Künstliche Intelligenz auf dem Karnevalsplakat: Kunst oder Kompromiss?
Die Diskussion um den Einsatz Künstlicher Intelligenz (KI) ist allgegenwärtig und erfasst zunehmend auch die Kunstwelt – oft begleitet von scharfer Kritik. Genau dieser Streit entzündet sich seit Tagen am offiziellen Plakat für den diesjährigen Karneval in La Orotava. Die Gemeinde auf Teneriffa blickt auf starke Karnevalstraditionen in den 80er und frühen 90er Jahren zurück, die später gegenüber den Festen in Puerto de la Cruz und vor allem Santa Cruz an Strahlkraft verloren. Dennoch hat sich in La Orotava ein institutionalisierter Karneval gehalten, der in den letzten Jahren trotz zeitweiliger Pausen für die traditionelle Gala der Karnevalskönigin wieder an Stärke gewonnen hat.
Ein Plakat, das Fragen aufwirft
Der Konflikt in diesem Jahr dreht sich um das Ankündigungsplakat. Obwohl die Künstlerin Laura Pérez dies bestreitet und die Gemeindeverwaltung betont, dass die Wettbewerbsbedingungen eingehalten und das Motiv von der gemischten Karnevalskommission ausgewählt wurde, weist das Werk für viele Betrachter eindeutige Merkmale einer KI-Generierung auf. Dabei sollte es das Motto dieser Ausgabe visualisieren: die Welt des Kinos in einer Gemeinde mit vielfältigen Drehorten. La Orotava kann mit 72% des Teide-Nationalparks, einer der schönsten Altstädte der Kanaren sowie Stränden und landwirtschaftlichen Zonen wie El Rincón aufwarten und beherbergt zudem ein prestigeträchtiges Kurzfilmfestival, initiiert von Enrique Rodríguez.
Kritik von Künstlern und aus den sozialen Medien
Die Situation ist in den sozialen Medien nicht unbemerkt geblieben. Einige Kreative gaben sogar an, deshalb nicht am Wettbewerb teilgenommen zu haben, weil die Ausschreibung keine klare Absage an den Einsatz von KI formulierte. Ihrer Argumentation nach kann sich eine Gemeinde wie La Orotava, die auf ein reiches Erbe an Künstlern (Maler, Bildhauer, Holzschnitzer) zurückblickt und Wiege einer weltweit bekannten ephemeren Kunstform ist – den seit mindestens 1846 traditionellen Blumen- und Sandteppichen in den Straßen – eine solche Unterlassung nicht erlauben. Im Gegenteil: Sie sollte die authentische, von technologischen Hilfsmitteln freie Kreation fördern, auch wenn Grafikdesign selbstverständlich eine komplexe und anspruchsvolle Kunstform ist.

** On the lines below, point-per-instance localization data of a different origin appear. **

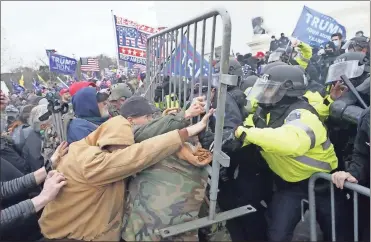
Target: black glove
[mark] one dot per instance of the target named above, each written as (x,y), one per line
(206,138)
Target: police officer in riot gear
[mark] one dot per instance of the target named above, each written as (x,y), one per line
(241,176)
(328,56)
(294,144)
(354,65)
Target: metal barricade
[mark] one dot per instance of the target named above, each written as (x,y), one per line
(312,204)
(174,42)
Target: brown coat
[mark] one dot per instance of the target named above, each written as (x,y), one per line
(90,206)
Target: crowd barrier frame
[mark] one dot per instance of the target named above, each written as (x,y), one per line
(160,48)
(357,189)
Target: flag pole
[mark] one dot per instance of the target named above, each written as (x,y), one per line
(115,37)
(59,79)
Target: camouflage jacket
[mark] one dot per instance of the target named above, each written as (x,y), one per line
(168,193)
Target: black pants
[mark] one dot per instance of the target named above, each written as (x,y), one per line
(29,230)
(284,212)
(247,189)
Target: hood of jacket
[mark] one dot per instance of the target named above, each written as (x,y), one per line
(85,103)
(107,134)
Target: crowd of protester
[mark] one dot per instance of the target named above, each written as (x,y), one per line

Die Verteidigung von Künstlerin und Gemeinde
Das diesjährige Plakat bewegt sich für viele jedoch in einer Grauzone und überschreitet das in solchen Wettbewerben Erlaubte oder Empfehlenswerte. Die Designerin Laura Pérez verteidigte ihr Werk bei der Präsentation: Es entstamme der Idee, den Karneval von La Orotava als große Filmpremiere zu präsentieren, bei der das Fest, die Kultur und die Teilnahme der Bevölkerung die wahren Hauptdarsteller seien. Der rote Teppich symbolisiere die Einladung, in diesen „Film“ einzutreten, während die Masken die Essenz des Karnevals verkörperten: Kreativität, Verkleidung und Meinungsfreiheit. Die an den klassischen Film angelehnte Ästhetik solle Emotion und Vorfreude wecken und gleichzeitig Tradition und festlichen Charakter der Gemeinde betonen, indem erkennbare Elemente La Orotavas integriert würden.
Zur angewandten Technik führte Pérez aus, das Plakat sei mittels digitalem Grafikdesign entstanden, unter Arbeit mit Ebenen, visueller Hierarchie und Balance der Elemente, mit besonderem Augenmerk auf Farbe, Licht und Texturen, um einen filmischen Look zu erreichen. Die Gemeindeverwaltung unterstreicht gegenüber „Canarias Ahora“, dass die festgelegten Wettbewerbsbedingungen vollständig eingehalten worden seien, und zeigt sich verwundert über die entstandene Kontroverse, die in den letzten Tagen dennoch stetig an Schärfe gewonnen hat.